Seymour Duncan SHPR-1S P-Rails​

Truly unique and versatile humbucker pickups that combine a Hot Rails coil with our Vintage P90 to give you unmatched tonal variety.

In the past, if you wanted humbucker tone, P90 tone, and Strat tone, you would have needed three different guitars. But now, the P-Rails humbucker delivers all three sounds in a pickup that is a drop-in replacement for any standard-sized humbucker slot. Using any 3-way (on-off-on) mini-switch, each unique hybrid humbucker can be split to give you a super fat, authentic vintage P90, or be split to the Rail coil for a classic Strat-like tone.

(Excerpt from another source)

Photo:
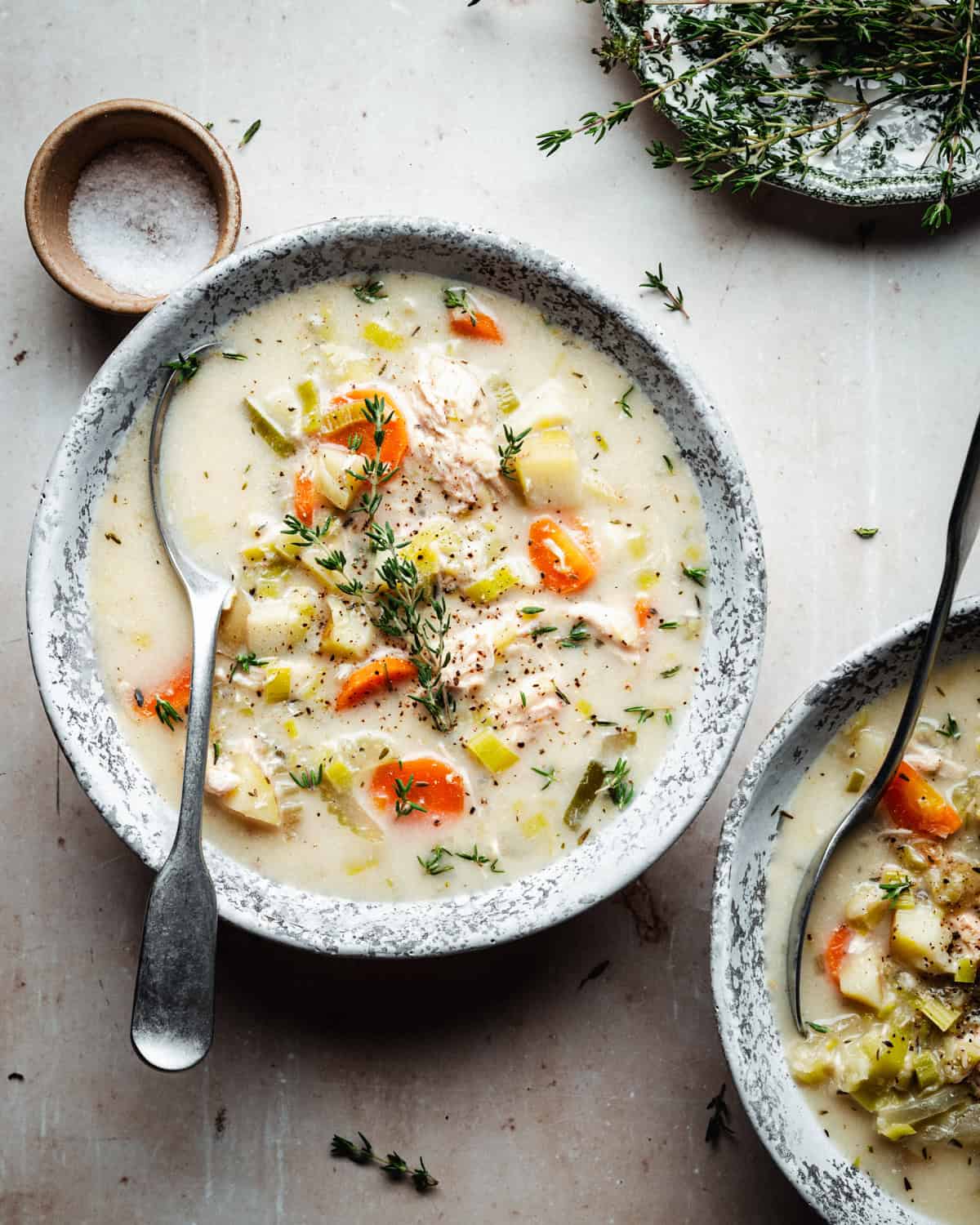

With both coils on, you get a big-sounding humbucker that packs a nice full punch. The neck version is wound RWRP so that, you can use both P90s or both Rails together and achieve hum-canceling operation. Hand built in Santa Barbara, CA, each P-Rails versatile humbucker pickup uses a pair of alnico 5 bar magnets, comes with a 4-conductor lead wire to allow for all the wiring options, and is vacuum wax potted for squeal free operation.
 
Never tried it, but I have my doubts. It could be interesting as a humbucker and the P90 might be close, but the single coil is about half the size of a Strat pickup so it's not gonna sound the same. I doubt it's terrible, might be good for someone who needs a lot of sounds without switching guitars or is willing to settle for an 80% solution. For me, I'll pass.
 
Not sure it would sound good in any position.
I'm sure they will be decent but truthfully who wants a guitar with all three when you can just buy a couple other guitars? It's a solution to a problem that exists only for a few utility type players who would be doing fly dates or something like that i.e next to no one.
 
These have been around for a while.
The p90 coil is pretty good.
The humbucker and single coil tones not so much.
I hadn't seen them before.

I was thinking it could make a really neat/unique humbucker sound - probably a good P90 sound, and the single coil sounds are never right unless they are actually a single coil IME so I didn't have any hope for that really, but it is an interesting idea.
 
P90 tone is legit. Single blade sounds good too. Parallel is great. Hum bucking is super hot, big mids that can bloat. Might work well with 1 Meg pots in series with dropping resistor(s) for singles/parallel.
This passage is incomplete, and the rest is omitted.